I’m still in my cocoon. My protection. Simply because I am afraid that the hounds and the wolves will kill my soul. I watch this world slowly turning to violence, but I am still so optimistic that basic human kindness will win out over all this darkness. I have faith in people even if the world doesn’t appear to. I do.
I am fighting my way out of obscurity but frightened by what that entails. I’m a private person, but have been blessed with some kind of weird light that people tell me about over and over. I am ironically afraid of that light so I hide in the shadows and corners waiting until someone notices me.
I have become the caregiver and counselor of those around me, so I hide behind responsibility and love, but the Butterfly in me wants to come out and urges me on a daily basis to do so.

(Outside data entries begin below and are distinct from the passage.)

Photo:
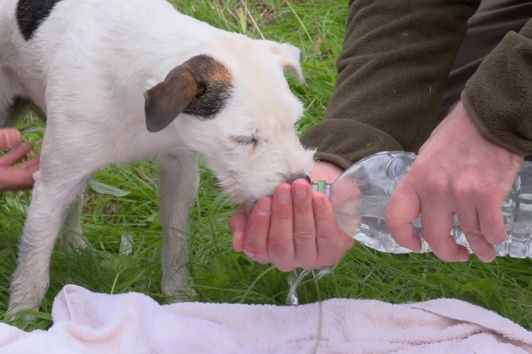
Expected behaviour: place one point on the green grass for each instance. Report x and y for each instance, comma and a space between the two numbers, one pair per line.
220, 274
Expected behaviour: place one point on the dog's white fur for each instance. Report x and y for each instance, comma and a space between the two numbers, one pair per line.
87, 68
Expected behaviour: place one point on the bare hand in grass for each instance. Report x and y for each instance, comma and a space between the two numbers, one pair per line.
294, 228
14, 176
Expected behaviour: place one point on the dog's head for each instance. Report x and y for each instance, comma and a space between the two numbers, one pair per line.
234, 106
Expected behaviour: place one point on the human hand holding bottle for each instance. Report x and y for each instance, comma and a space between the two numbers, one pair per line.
457, 171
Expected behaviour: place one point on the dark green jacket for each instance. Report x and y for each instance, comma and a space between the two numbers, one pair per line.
396, 60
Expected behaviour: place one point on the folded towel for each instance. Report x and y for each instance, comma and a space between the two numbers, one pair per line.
87, 322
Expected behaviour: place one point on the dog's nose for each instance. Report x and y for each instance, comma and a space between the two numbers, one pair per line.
293, 176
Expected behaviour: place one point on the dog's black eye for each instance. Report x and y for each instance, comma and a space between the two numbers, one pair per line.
245, 140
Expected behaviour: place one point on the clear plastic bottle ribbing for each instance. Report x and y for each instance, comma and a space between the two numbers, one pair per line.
360, 195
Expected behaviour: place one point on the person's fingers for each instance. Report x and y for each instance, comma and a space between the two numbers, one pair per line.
304, 230
470, 226
15, 179
403, 208
16, 155
256, 234
32, 165
436, 228
326, 230
491, 221
237, 224
280, 239
9, 138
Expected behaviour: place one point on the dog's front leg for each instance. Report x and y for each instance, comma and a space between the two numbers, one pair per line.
179, 181
72, 236
55, 189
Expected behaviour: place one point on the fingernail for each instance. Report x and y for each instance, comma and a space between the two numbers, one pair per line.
284, 196
264, 206
300, 191
11, 137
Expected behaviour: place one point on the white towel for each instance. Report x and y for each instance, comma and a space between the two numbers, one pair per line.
87, 322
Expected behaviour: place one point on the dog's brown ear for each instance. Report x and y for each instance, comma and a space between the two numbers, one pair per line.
166, 100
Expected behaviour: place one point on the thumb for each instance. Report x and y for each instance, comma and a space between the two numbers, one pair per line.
237, 223
403, 208
9, 138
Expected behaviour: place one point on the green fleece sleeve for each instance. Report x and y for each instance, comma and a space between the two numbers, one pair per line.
395, 61
499, 95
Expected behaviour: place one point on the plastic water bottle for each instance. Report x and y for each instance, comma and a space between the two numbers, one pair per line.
360, 195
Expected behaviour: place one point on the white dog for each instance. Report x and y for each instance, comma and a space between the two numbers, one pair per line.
124, 80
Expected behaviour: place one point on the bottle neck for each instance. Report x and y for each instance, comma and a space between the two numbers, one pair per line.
322, 187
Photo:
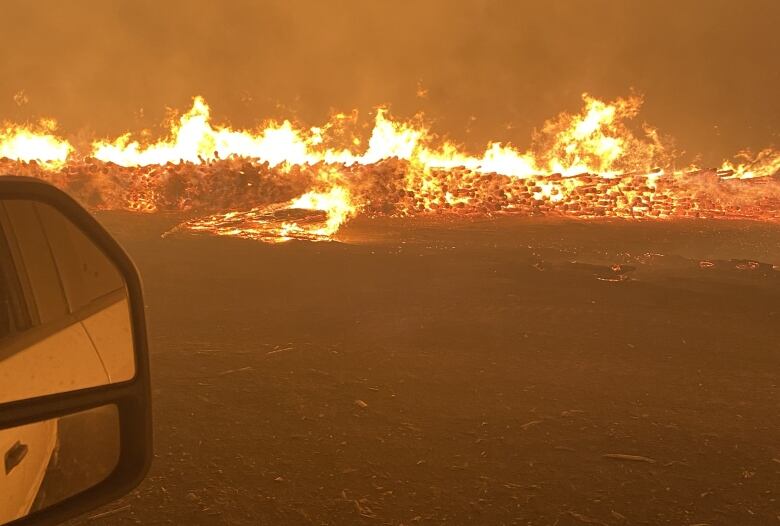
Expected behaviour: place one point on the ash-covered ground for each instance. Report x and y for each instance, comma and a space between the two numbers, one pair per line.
505, 371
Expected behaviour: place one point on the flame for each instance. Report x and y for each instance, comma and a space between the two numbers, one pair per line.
34, 143
283, 181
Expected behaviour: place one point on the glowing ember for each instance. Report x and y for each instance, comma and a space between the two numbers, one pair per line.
34, 143
313, 217
283, 182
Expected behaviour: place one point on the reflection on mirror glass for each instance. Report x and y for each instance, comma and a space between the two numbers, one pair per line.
44, 463
64, 315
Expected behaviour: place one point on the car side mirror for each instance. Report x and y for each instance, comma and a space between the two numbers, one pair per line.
75, 413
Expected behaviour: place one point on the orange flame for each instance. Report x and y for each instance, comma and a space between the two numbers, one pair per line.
282, 181
34, 143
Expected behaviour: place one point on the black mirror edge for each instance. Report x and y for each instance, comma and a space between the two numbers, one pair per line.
132, 398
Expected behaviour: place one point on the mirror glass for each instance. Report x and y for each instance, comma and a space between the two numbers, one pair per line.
44, 463
64, 310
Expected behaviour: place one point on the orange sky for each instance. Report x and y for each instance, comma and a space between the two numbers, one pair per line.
493, 69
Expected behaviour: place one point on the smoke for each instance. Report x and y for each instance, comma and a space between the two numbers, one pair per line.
491, 70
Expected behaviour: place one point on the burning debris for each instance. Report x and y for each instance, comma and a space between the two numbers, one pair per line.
281, 182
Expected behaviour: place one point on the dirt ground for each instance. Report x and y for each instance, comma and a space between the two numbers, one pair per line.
470, 372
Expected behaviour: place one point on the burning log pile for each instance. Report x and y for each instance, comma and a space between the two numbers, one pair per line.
398, 187
260, 184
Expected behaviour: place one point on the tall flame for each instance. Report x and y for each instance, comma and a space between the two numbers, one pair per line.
284, 181
34, 143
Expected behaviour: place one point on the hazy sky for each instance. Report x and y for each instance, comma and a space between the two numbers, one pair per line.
709, 69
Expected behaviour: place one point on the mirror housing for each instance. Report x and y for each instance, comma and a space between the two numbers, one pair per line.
131, 398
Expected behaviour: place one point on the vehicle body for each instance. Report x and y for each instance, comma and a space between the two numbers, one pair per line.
70, 325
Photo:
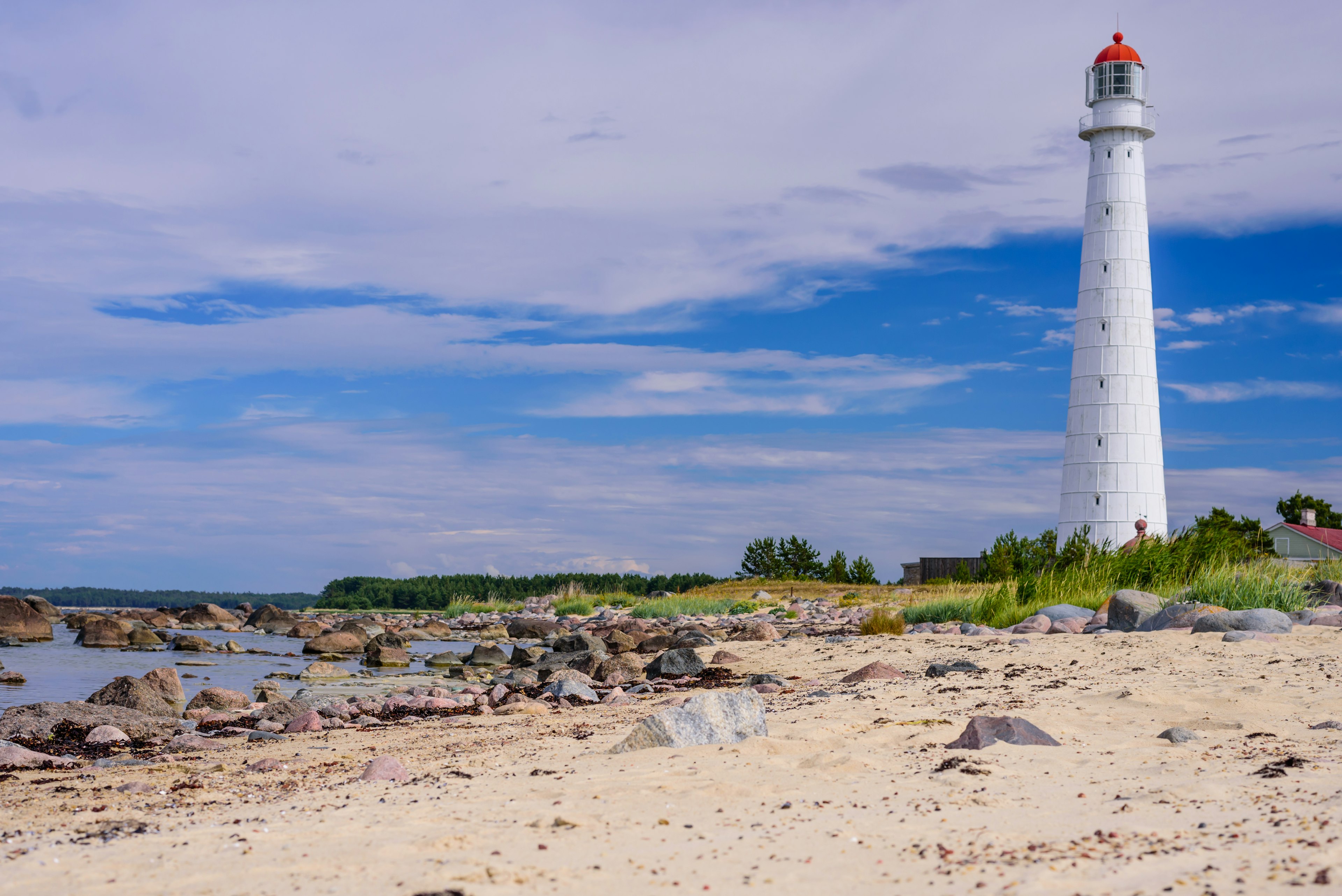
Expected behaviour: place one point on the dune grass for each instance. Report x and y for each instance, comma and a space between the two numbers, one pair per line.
657, 607
1234, 585
578, 606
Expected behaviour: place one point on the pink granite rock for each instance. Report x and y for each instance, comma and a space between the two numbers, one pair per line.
310, 721
384, 769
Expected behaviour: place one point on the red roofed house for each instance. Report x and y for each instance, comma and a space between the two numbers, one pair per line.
1305, 540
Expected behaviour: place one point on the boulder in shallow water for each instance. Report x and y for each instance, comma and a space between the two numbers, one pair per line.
386, 656
340, 642
219, 699
135, 694
107, 734
720, 717
191, 643
167, 683
99, 632
489, 655
37, 720
986, 730
207, 615
1257, 620
324, 671
19, 620
1129, 608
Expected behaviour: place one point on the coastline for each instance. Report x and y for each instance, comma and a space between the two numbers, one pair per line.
843, 787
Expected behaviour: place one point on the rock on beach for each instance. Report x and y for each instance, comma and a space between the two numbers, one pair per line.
1257, 620
877, 671
984, 730
719, 717
384, 769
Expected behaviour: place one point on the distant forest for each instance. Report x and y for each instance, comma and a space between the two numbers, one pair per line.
123, 597
438, 592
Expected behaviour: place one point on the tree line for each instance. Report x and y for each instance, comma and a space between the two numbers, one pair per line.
439, 592
795, 558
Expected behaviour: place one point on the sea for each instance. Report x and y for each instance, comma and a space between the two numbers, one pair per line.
62, 670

I was told by a long time friend that he felt lost because whenever he walked into a room, people experienced a field of tension around him and everyone immediately became uncomfortable. He asked me to show him how I did it. He said I could walk into a room and everybody immediately loved me. I never knew that about myself. I told him if that was true, it would only have to be because I project the energy of love. It’s that simple. I can see past the veils, the walls, the darkness in a soul and straight to their potential or their love core. I can see or feel rather past the pain, the scars and the wounds of life.
It hurts me when I see something or someone that I would gladly help only if I had the resources. I would buy the homeless a house, I would replace what others have lost, I would find a way to get someone to a safe place. All I have to offer are my words right now. How do I fight my way out of obscurity and not be afraid to walk upon the stage of life?